The tension dates back to decades ago. Europe has long preferred more guardrail for the speech, while America gives priority to personal rights on almost everything except immediate public security. Germany has put out a certain speech relating to Nazism, while other countries limit some forms of hatred speech towards religious groups. In Denmark, it is illegal to burn the Koran.
But while those shaded differences have existed for some time, Internet and social media have now made the problem a geopolitical pressure point. And this was clearly exacerbated by the new administration.
The Digital Services Act does not allow specific content, but requires companies to have guarantees to remove illegal content based on national or international laws and focuses on the fact that the decisions of moderation of content are taken transparently.
“This is a question about how to make sure that your services are safe to use and respecting the law of the land where you do your business,” said Margrethe Vestager, former executive vice -president of the European Commission by Denmark that supervised the antitrust and digital policy from 2014 to 2024.
Christel Schaldemose, who led the law through negotiations for the European Parliament, said that the law protects freedom of speech. He added: “You don’t have the right to be amplified”.
The case against X will be the first important test of the law. In the first part of the investigation that the regulators are finalizing now, the authorities concluded that X has violated the law due to his lack of supervision of his verified account system, his weak advertising transparency and his inability to provide data to external researchers.
In another part of the case, the EU authorities are investigating whether the X-off approach of X to monitor the contents generated by users has made it an illegal center of hatred, disinformation and other material that could reduce democracy.
This week, X said that EU actions were equivalent to “an unprecedented act of political censorship and an attack on freedom of speech”.
EU officials had to evaluate the geopolitical branches of the targeting of a company owned by one of Trump’s closest consultants.
“The boy who is a friend with the president are fine?” William Echikson, an elderly member who is not resident with the technological policy program at the Center for European Policy Analysis, said.

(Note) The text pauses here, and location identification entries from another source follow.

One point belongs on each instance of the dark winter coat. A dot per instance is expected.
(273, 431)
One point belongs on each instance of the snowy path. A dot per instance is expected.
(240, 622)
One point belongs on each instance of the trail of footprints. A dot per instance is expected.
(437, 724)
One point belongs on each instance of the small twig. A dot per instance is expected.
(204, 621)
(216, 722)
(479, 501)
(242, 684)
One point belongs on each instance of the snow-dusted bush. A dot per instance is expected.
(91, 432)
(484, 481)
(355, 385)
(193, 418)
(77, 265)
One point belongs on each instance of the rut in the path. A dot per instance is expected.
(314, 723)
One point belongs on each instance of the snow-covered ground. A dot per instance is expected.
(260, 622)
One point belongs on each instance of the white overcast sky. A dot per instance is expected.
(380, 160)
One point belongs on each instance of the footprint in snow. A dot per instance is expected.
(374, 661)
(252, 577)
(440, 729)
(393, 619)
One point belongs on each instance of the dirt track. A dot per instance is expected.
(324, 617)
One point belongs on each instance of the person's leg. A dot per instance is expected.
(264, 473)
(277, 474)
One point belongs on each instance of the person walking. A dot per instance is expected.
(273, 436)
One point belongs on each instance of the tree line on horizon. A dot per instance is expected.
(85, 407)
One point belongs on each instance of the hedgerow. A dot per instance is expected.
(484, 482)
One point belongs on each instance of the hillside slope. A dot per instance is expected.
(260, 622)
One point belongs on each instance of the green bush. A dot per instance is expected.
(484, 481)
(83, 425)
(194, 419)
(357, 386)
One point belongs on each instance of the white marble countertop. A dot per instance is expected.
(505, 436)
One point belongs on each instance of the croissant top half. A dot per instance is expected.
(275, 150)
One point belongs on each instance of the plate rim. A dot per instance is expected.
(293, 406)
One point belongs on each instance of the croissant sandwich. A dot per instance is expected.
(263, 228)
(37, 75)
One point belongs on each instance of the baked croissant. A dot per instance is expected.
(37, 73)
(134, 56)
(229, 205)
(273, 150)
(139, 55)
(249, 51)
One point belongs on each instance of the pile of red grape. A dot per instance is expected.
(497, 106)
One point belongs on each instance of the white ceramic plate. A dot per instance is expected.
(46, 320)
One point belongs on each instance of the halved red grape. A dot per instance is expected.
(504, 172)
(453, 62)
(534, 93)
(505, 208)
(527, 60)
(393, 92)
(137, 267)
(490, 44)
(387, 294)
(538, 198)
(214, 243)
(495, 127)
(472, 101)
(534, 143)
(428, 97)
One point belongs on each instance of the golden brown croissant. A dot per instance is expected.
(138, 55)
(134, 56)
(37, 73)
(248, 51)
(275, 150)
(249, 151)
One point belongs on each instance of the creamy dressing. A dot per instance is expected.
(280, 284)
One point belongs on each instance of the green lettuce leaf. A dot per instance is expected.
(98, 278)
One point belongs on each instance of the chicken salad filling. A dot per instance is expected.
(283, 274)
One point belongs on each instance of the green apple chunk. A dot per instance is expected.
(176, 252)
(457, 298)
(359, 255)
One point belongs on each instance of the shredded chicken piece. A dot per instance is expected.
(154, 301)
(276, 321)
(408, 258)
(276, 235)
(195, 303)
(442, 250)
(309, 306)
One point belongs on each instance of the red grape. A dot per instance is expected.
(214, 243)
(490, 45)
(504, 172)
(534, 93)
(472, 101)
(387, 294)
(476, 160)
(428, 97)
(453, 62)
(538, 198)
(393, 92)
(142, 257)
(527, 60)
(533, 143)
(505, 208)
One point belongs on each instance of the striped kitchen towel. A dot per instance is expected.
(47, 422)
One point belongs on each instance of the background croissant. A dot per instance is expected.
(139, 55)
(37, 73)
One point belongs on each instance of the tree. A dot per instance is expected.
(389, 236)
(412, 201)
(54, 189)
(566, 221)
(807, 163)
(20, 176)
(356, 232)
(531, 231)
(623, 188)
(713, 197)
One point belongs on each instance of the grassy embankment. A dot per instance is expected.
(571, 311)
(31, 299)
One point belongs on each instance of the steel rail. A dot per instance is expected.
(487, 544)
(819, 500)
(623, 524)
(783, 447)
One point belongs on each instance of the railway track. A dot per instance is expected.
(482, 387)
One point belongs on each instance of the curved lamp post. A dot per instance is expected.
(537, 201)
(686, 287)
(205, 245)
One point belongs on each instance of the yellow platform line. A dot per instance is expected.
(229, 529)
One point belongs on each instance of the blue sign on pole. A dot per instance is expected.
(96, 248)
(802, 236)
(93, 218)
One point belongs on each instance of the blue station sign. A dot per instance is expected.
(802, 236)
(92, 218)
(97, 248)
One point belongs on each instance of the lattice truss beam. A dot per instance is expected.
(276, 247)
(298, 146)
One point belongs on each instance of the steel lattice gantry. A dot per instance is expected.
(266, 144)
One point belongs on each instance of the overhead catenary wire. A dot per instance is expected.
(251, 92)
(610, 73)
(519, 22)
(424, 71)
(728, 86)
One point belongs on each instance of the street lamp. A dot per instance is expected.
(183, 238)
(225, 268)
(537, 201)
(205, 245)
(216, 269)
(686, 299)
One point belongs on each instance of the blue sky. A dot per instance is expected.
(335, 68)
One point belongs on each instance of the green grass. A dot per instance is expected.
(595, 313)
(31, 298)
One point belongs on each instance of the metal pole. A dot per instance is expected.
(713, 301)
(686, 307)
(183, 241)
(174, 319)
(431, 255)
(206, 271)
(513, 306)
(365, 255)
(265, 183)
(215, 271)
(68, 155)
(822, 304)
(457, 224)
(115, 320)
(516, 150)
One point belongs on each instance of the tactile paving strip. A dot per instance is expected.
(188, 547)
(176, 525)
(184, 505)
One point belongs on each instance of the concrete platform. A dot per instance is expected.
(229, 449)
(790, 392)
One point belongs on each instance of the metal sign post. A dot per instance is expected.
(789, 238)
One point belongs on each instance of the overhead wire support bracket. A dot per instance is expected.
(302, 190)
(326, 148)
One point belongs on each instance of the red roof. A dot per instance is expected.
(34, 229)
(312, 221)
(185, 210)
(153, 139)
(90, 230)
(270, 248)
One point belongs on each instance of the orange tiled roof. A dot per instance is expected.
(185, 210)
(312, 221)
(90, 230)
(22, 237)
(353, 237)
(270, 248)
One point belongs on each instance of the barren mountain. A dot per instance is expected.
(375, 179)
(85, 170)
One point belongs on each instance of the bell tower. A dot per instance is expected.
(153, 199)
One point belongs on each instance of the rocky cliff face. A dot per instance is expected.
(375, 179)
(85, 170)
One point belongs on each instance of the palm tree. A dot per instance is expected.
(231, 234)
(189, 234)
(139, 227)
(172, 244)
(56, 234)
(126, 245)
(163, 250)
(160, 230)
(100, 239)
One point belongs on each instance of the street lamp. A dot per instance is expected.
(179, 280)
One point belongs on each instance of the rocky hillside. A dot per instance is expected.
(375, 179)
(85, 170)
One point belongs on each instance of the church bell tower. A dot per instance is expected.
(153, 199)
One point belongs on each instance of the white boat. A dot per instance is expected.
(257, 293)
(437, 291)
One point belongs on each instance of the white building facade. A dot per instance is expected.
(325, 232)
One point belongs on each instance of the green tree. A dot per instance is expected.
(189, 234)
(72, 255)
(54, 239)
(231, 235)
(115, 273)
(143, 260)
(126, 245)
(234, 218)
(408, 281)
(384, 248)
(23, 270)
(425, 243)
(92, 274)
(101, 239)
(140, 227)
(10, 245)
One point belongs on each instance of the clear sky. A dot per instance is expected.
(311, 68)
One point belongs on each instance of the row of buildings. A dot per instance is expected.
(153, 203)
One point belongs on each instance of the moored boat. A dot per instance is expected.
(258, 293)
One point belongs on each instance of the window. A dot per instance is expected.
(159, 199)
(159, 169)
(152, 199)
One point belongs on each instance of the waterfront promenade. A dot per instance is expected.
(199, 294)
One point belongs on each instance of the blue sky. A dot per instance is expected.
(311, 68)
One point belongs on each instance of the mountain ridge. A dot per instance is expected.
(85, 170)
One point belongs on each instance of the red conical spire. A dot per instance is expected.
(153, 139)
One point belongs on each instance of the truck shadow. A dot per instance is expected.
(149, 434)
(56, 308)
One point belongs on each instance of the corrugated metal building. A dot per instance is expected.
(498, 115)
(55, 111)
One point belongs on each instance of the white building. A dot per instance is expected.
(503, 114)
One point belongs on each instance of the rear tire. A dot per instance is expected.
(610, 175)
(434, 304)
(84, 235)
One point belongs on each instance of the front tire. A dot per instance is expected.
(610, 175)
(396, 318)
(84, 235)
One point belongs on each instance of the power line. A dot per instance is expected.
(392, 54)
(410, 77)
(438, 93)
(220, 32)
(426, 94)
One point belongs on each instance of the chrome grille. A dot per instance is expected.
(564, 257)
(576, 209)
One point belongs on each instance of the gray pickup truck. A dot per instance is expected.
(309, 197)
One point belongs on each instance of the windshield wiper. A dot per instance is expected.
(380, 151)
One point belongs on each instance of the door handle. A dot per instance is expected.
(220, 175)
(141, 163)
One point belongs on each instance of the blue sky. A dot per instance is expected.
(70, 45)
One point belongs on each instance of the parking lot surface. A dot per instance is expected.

X is not the only large technological company in the conversation.
Meta, which is also under investigation by the EU, has demolished the use of facts checkers for Facebook, Instagram and thread in the United States shortly after the elections and could possibly pull them back all over the world. Mark Zuckerberg, CEO of the company, defined the “censorship” of the EU and argued that the United States should defend its technological companies against the assault.
This is not the first time that America and Europe have several internet speech standards. European courts have confirmed the idea that data on a person can be deleted from the Internet, the so -called “right to be forgotten”. American legal and political experts saw him as a violation of freedom of speech.
But the alliance between Mr. Trump and the large technological companies – which have been encouraged by his elections – is expanding the gap.
European officials have promised that the Trump administration will not prevent them from standing and respecting their new legislation. The next few months will be a fundamental test of what they can stick to those plans.
When he visited Washington at the beginning of this year to talk to the legislators, said Mrs. Schaldemose, found little appetite for trying to understand the regulation that helped to put in existence.
“He does not adapt to the agenda of the administration: he does not help them understand,” he said. “We are not targeting them, but it is perceived like this.”